Re: Optimization Questions
- From: "Mark_Larson" <spamtrap@xxxxxxxxxx>
- Date: 19 Mar 2007 11:15:13 -0700
On Mar 15, 2:46 pm, Randy Yates <spamt...@xxxxxxxxxx> wrote:
Thanks for all the references and examples, Mark.
FYI, here's my convolution routine. It's designed for use in a very
long FIR filter (>2000 taps), so instead of coding both the inner
and outer loops in assembly, I just coded the inner one, which is
where 99% of the time is.
I know I could unroll the loop, but basically I'm lazy. If anyone
sees any further optimizations that could be done with a single
loop, then please tell. By the way, the data can't be aligned on
8-word boundaries, hence I can't use MOVDQA's to load the data. The
coefficients are aligned.
--Randy
;
;***********************************************************************************************************************************
;
; Module: DecimatorMAC (Decimator Multiply-Accumulate)
;
; Programmer: Randy Yates
;
; Function:
;
; This function performs an inner product between the coefficients and the input data for use in the
; BTSC Decoder decimator routine.

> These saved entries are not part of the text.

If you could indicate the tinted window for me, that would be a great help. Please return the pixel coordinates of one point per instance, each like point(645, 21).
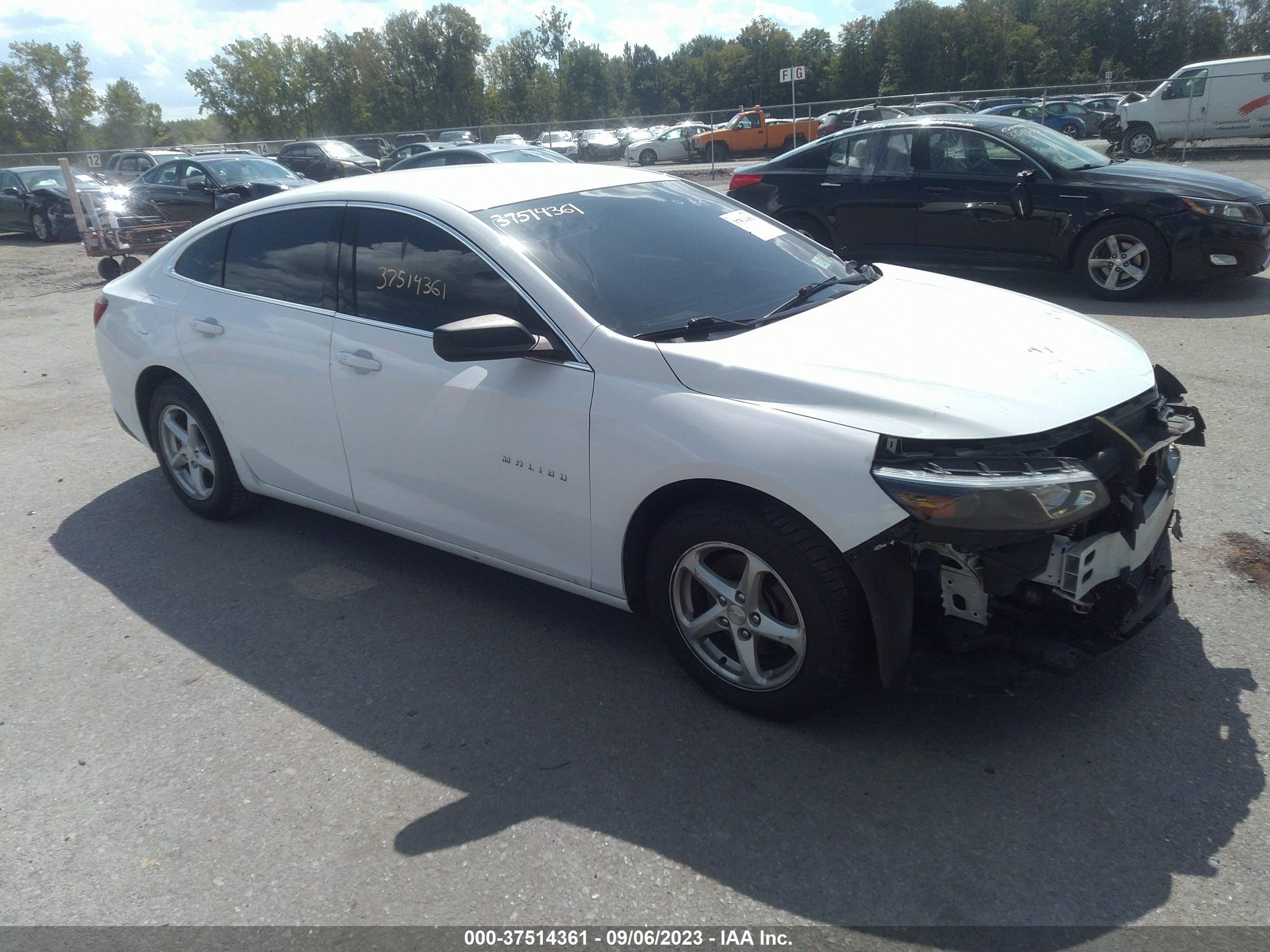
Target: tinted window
point(205, 260)
point(282, 254)
point(656, 254)
point(960, 153)
point(411, 272)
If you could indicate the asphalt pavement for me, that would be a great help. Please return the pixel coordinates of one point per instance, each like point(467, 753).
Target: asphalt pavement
point(289, 719)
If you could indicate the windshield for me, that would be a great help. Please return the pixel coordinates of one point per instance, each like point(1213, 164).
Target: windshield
point(237, 170)
point(342, 150)
point(657, 254)
point(52, 178)
point(527, 155)
point(1054, 146)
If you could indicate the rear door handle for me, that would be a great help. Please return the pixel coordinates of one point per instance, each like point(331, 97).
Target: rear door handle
point(361, 361)
point(209, 328)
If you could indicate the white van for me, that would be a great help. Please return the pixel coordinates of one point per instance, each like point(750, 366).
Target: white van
point(1219, 99)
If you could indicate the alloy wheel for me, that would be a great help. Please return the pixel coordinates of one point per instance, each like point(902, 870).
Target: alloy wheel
point(737, 616)
point(1119, 262)
point(186, 452)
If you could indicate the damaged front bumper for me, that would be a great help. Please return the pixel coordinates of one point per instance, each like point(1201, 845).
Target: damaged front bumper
point(1060, 595)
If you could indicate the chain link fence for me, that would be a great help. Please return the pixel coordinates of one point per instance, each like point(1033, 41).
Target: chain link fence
point(533, 131)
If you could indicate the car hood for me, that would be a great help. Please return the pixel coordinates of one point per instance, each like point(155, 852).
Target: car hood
point(1176, 179)
point(924, 356)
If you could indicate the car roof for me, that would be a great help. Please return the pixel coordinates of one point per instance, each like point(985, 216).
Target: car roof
point(471, 187)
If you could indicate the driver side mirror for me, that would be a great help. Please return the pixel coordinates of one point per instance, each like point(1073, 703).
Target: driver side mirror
point(490, 337)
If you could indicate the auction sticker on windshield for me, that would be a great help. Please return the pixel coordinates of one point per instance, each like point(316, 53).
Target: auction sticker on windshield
point(755, 225)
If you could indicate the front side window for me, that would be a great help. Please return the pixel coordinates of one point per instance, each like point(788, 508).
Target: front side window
point(657, 254)
point(204, 260)
point(282, 254)
point(415, 275)
point(1189, 83)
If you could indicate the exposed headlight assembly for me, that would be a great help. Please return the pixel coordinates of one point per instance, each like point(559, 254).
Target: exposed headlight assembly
point(1235, 211)
point(999, 496)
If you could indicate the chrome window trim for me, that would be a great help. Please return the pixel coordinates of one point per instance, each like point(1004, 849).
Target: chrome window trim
point(492, 263)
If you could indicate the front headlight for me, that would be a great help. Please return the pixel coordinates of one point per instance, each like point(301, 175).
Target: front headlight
point(1235, 211)
point(1003, 496)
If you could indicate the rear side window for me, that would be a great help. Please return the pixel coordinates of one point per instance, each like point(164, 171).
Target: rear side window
point(205, 258)
point(282, 254)
point(415, 275)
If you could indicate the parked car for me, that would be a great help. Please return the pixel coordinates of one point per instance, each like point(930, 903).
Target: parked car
point(123, 168)
point(986, 192)
point(479, 154)
point(323, 159)
point(840, 119)
point(408, 150)
point(1217, 99)
point(990, 102)
point(634, 389)
point(194, 188)
point(374, 146)
point(1072, 126)
point(559, 142)
point(672, 146)
point(752, 131)
point(35, 198)
point(938, 108)
point(599, 145)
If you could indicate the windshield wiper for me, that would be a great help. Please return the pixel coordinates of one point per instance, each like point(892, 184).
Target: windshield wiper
point(698, 324)
point(806, 292)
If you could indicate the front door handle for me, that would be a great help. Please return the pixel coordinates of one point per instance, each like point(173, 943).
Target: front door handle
point(209, 328)
point(360, 361)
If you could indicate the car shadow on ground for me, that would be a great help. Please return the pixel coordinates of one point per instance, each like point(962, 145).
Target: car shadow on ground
point(1245, 297)
point(1072, 801)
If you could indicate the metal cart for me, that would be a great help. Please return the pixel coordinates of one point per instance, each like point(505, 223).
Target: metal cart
point(110, 232)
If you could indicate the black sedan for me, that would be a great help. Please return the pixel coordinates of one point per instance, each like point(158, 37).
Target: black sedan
point(322, 159)
point(471, 155)
point(197, 188)
point(33, 198)
point(1000, 194)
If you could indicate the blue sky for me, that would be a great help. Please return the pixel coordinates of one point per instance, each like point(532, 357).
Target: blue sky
point(153, 45)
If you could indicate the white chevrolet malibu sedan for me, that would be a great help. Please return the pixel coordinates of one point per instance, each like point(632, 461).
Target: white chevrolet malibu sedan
point(640, 391)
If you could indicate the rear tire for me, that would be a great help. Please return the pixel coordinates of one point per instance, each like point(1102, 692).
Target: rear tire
point(192, 453)
point(798, 633)
point(1140, 142)
point(1122, 261)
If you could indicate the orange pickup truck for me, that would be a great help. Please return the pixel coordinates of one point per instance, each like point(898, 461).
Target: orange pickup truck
point(751, 131)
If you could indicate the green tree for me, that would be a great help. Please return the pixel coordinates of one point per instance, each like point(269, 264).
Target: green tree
point(60, 78)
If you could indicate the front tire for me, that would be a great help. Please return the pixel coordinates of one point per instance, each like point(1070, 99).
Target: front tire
point(192, 453)
point(1122, 261)
point(758, 607)
point(42, 226)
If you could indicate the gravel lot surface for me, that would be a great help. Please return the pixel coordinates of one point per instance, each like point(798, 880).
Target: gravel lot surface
point(290, 719)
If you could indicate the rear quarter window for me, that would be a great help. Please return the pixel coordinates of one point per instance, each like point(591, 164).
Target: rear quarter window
point(204, 260)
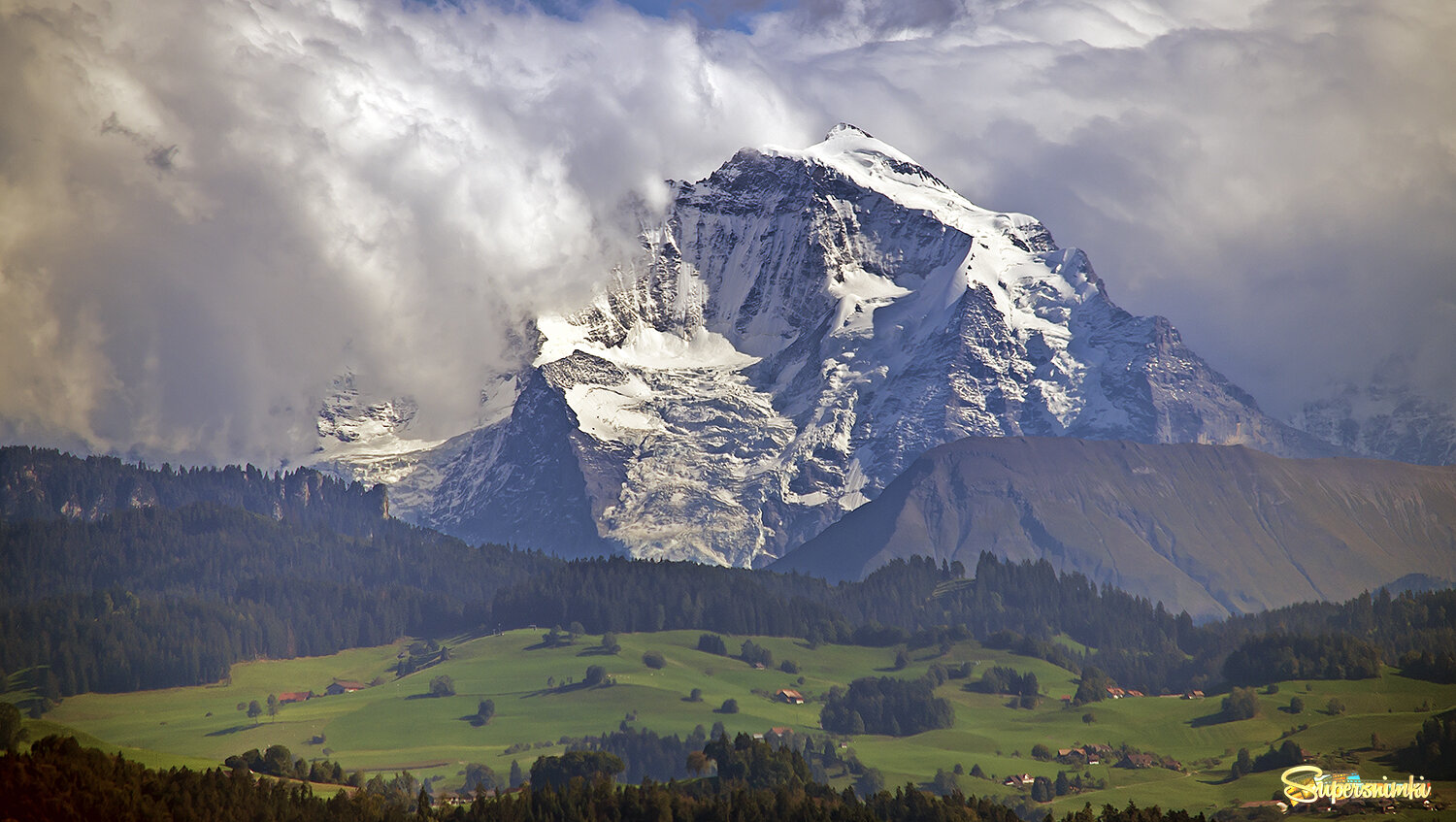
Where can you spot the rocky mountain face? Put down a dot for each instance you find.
(1203, 528)
(803, 328)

It computes a single output sample of an FIR filter.
;
; Register State Upon Entry: standard C calling convention
;
; Register State Upon Exit:
;
; EAX = inner product result in lower 16 bits
;
; C Prototype:
;
; int16_t DecimatorMAC(int16_t* inpPtr, uint32_t inpIdx, uint32_t inpMsk)
;
; Comments, Limitations, Assumptions:
;
; 1. Assumes processor has SSE2 extensions.
;
; 2. Assumes the coefficient length is a multiple of 8.
;
; 3. Assumes the coefficient order is reversed. Note that, for a symmetric filter, this is redundant
;
; 4. Assumes gcc C calling conventions (is this different than standard C calling conventions?)
;
;***********************************************************************************************************************************
;
GLOBAL DecimatorMAC
;
EXTERN decimatorFilterCoef,decimatorFilterLength
;
; Passed parameter stack offset definitions
;
prmPtr EQU 20
prmIdx EQU 24
prmMsk EQU 28
;
SECTION .data
;
; temporary storage for 8 samples (16 bytes) when the circular buffer boundary is crossed
;
boundarySamples:
;
DW 0, 0, 0, 0, 0, 0, 0, 0
;
k0: DD 0 ; intermediate loop counts - see description below
k1: DD 0
k2: DD 0
;
j DW 0
;
SECTION .text
;
DecimatorMAC:
;
; save registers which the caller needs preserved (gcc C calling conventions)
;
push ebp
push esi
push edi
push ebx
;
mov ebp, esp
;
mov esi, [ebp+prmPtr] ; esi is input data pointer
mov ebx, [ebp+prmMsk] ; ebx is mask
mov edi, [ebp+prmIdx] ; edi is data index
mov ecx, [decimatorFilterLength] ; ecx is decrementing loop counter
xor edx, edx ; edx is incrementing loop counter
;
; The standard convolution kernel is
;
; y[n] = sum_{m=0}^{M-1} h[m] * x[n-m].
;
; We could just as easily (and equivalently) let m run backwards:
;
; y[n] = sum_{m=M-1}^{0} h[m] * x[n-m].
;
; If we let k = M-1-m ==> m = M-1-k, this becomes
;
; y[n] = sum_{k=0}^{M-1} h[M-1-k] * x[n-M+1+k].
;
; The coefficients are in reverse order
;
; b[0] = h[M-1]
; b[1] = h[M-2]
; .
; .
; .
; b[M-1] = h[0]
;
; which implies b[k] = h[M-1-k] - precisely the expression above.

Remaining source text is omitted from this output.